Visualizing Geographic Statistical Data with Google Maps
This tutorial will teach you how to create a custom Google Maps based map for visualizing geographic statistical data. Such maps can be a useful tool when developing machine learning models. As a specific example case, we will create a map for visualizing the population density and median household income of postal code areas in Finland.
Geographic statistical data, such as economic and population related statistics, is collected into databases on national and regional levels by governmental and other agencies. The public availability of these statistics is appealing for the development of machine learning models, for instance, to predict how housing prices will evolve in the future.
A key part of any machine learning project is visualizing the input data. Google Maps is a natural tool to visualize statistics with a geographic aspect because a vast majority of people have a pre-existing familiarity with the platform. Why Google Maps you might ask and not some alternative service or library. I admit that this approach is probably overkill for static data plotting, i.e., if your intention is to create a map for a written report. However, using Google Maps for data visualization really excels if you want to create an interactive website, or even a fully fledged web app, and share it with others.
Let me start this post by showcasing the final map that we will build towards in this post. I’ve also included a short YouTube video below because screenshots don’t do interactive websites justice, as you might well imagine. You can find the code described in this post in full on GitHub in case you want jump right into the details and reproduce a working copy of the map. In the sections below, I will go through the main steps of the map creation process in more detail.
Table of Contents
- Prelude: the Google Maps JavaScript API
- Obtaining and processing geographic data prior to visualization
- Creating a custom Google Maps based map
- 1. Restyling Google Maps
- 2. Creating a Data Layer object and accessing its properties
- 2. Button for switching between visualizations
- 3. Info window
- 4. Legend
- Final ingredient: Embedding JS in a HTML file
Prelude: the Google Maps JavaScript API
While parts of the Google Maps Services are accessible natively through a Python client, building custom Google Maps or building apps on top of such maps is possible only through the JavaScript (JS) API. The documentation provides plenty of examples to familiarize you with the different functionalities of the API. No prior knowledge of JS is required.
Before you can get started on building your own Google Maps based maps, you need to obtain an API key by registering an account/project on the Google Cloud platform. Registration is free, although a credit card is required, as is using the actual Google Maps platform up to a 200 $ monthly credit limit. The free quota should be more than sufficient for small personal projects: I used about a dollars worth of quota while creating and testing the map described in this post. Actual quota usage depends on the number of calls to different components of the JS API, which can be monitored in real time via an online console. Pricing information for larger projects is available here if your interested.

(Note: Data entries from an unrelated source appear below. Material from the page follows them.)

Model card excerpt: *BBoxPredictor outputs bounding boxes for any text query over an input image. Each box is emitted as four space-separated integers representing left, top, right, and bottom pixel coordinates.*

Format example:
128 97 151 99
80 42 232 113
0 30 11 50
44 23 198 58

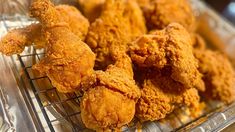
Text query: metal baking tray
0 0 235 132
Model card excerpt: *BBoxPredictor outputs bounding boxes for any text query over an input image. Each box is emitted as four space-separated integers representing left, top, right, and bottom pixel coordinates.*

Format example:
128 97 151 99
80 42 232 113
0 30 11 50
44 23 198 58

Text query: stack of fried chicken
0 0 235 131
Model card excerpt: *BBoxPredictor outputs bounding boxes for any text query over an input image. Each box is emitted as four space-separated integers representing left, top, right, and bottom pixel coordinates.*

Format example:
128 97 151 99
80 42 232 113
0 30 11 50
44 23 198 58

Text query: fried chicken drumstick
194 49 235 103
136 71 200 121
130 23 204 91
86 0 146 69
80 48 140 131
0 5 89 55
31 0 95 93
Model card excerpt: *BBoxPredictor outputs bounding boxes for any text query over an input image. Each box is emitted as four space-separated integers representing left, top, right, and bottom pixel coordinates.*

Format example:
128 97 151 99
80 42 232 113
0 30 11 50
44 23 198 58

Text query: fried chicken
195 50 235 103
142 0 196 32
86 0 131 69
130 23 204 91
136 72 200 121
31 0 95 93
86 0 146 69
0 5 89 55
124 0 147 38
81 54 140 131
191 33 206 50
77 0 105 22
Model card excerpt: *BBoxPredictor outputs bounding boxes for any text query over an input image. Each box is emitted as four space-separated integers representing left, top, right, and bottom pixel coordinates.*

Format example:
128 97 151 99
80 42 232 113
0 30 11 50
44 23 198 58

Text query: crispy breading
194 49 235 103
130 23 204 91
31 0 95 93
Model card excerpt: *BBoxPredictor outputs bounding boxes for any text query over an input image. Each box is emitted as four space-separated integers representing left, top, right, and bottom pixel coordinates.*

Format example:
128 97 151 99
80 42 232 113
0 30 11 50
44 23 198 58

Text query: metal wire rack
1 15 231 132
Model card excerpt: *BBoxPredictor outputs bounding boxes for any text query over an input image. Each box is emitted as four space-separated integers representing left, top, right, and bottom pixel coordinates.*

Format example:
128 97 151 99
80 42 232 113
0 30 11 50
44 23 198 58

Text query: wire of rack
1 16 228 132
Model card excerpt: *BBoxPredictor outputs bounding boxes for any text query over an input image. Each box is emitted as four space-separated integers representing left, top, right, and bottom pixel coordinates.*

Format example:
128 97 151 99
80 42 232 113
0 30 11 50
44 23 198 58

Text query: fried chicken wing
31 0 95 93
130 23 204 91
142 0 196 32
136 74 200 121
195 50 235 103
0 5 89 55
81 55 140 131
86 0 146 69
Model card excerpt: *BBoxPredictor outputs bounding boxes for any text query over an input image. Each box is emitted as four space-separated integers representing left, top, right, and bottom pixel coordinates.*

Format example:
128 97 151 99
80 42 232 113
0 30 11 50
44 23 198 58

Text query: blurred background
0 0 235 25
205 0 235 25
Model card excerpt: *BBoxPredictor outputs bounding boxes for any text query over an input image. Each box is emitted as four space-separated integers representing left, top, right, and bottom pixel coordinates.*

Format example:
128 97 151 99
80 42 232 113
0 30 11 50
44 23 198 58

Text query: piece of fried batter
194 50 235 103
77 0 105 22
86 0 146 69
136 73 200 121
130 23 204 91
31 0 95 93
80 52 140 131
0 5 89 55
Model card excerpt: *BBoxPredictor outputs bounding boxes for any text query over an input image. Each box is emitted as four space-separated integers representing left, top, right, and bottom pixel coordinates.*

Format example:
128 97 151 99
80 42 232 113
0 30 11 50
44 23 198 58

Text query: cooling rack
0 3 235 132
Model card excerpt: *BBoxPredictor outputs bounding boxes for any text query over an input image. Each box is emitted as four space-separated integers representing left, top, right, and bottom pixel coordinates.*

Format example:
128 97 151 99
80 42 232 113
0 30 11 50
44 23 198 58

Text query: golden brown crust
130 23 204 91
86 0 146 69
86 0 130 69
31 0 95 93
77 0 105 22
81 55 140 131
195 50 235 103
136 74 199 121
81 86 135 131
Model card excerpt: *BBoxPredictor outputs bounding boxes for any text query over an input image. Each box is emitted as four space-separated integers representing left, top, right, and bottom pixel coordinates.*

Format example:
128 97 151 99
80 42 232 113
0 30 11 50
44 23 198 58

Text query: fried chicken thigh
142 0 196 32
136 72 200 121
0 5 89 55
80 52 140 131
195 50 235 103
31 0 95 93
130 23 204 91
86 0 146 69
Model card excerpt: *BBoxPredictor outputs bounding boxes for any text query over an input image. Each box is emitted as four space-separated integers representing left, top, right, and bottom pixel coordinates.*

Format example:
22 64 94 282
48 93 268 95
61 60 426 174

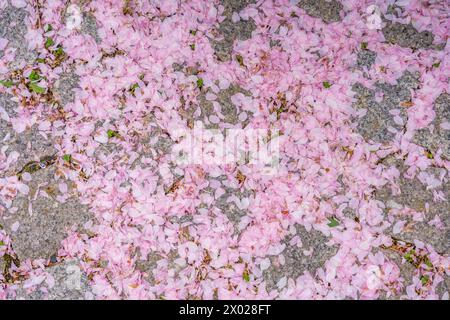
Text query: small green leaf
242 269 250 282
45 38 55 49
108 129 119 138
328 217 339 228
197 78 203 89
28 70 41 81
322 81 332 89
236 54 245 67
29 82 45 94
0 80 14 88
403 250 416 264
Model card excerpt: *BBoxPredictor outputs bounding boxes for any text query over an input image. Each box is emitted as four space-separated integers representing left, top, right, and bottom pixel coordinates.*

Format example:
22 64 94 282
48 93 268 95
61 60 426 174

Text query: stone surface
81 12 102 43
356 50 377 69
0 165 89 261
0 5 37 69
14 260 92 300
382 22 434 50
298 0 343 23
53 71 80 106
210 1 256 62
197 84 251 129
264 226 338 292
353 72 418 143
413 93 450 160
375 157 450 254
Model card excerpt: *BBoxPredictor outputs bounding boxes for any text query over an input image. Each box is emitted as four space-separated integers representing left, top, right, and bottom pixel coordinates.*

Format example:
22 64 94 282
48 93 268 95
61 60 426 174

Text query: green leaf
322 81 332 89
403 249 416 264
242 269 250 282
328 217 339 228
45 38 55 49
29 82 45 94
0 80 14 88
28 70 41 81
197 78 203 89
108 129 119 138
236 54 245 67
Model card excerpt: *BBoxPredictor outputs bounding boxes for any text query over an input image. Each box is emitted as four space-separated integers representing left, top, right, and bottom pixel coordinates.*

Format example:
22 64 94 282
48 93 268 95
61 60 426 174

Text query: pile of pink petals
0 0 450 299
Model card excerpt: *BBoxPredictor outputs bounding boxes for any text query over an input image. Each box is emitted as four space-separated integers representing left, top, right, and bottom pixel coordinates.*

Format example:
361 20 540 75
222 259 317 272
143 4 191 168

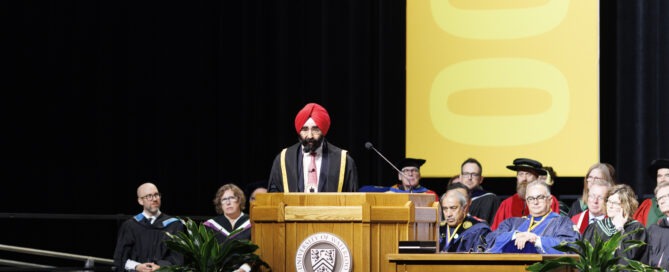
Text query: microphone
365 142 409 181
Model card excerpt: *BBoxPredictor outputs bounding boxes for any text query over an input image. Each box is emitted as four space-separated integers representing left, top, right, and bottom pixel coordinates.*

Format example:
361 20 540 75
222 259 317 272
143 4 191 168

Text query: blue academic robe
486 212 580 254
439 216 491 252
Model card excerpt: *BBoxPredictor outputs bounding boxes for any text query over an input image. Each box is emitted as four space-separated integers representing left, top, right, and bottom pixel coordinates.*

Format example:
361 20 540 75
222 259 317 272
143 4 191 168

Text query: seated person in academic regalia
583 184 648 264
486 181 580 254
204 183 251 243
114 183 184 271
490 158 560 231
571 179 611 235
389 158 439 201
647 182 669 270
439 187 490 252
633 159 669 226
567 162 616 217
453 158 501 224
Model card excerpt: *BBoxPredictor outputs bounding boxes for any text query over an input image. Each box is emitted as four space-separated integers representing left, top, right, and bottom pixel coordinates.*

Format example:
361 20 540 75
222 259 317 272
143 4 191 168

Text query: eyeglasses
606 201 620 206
221 196 237 202
525 195 548 203
516 171 537 178
402 168 420 174
140 193 160 200
588 195 604 201
585 176 604 182
460 172 481 178
300 127 323 135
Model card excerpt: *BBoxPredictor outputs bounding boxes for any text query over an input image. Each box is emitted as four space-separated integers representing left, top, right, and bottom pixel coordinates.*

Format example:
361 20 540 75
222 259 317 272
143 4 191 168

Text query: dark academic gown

Obtaining and processing geographic data prior to visualization
As mentioned in the introduction, I will be considering two different statistics in this post: the population density (in inhabitants/km², data from 2018) and the median household income relative to the national average (in €, data from 2015). The statistics will be visualized in geographic areas defined by Finnish postal code areas. The relevant raw data was downloaded from a public database hosted by Statistics Finland, the national statistical institution of Finland that collects, maintains and publishes roughly 160 sets of different statistics. The data used in this post was accessed through the Paavo — Open data by postal code area service, licensed under CC BY 4.0.
Mandatory license disclaimer. The statistics (population, population growth, median income) and postal code information (names, boundaries, areas) used in this post were downloaded from the Paavo portal, offered by Statistics Finland, licensed under CC BY 4.0. Data accessed July 27, 2018.
Before going through the actual data processing procedure, let’s first discuss how custom data can be included in Google Maps. The high-level object that can hold user created geographic data is the so called Layer object. There are several types of layers available, including Fusion Tables, KML elements, and the Data Layer container which can hold arbitrary geospatial data. I have opted for the last option, namely, the Data Layer container. The properties of this object can be defined and manipulated directly with JS, but a convenient alternative is to import the data from a GeoJSON file.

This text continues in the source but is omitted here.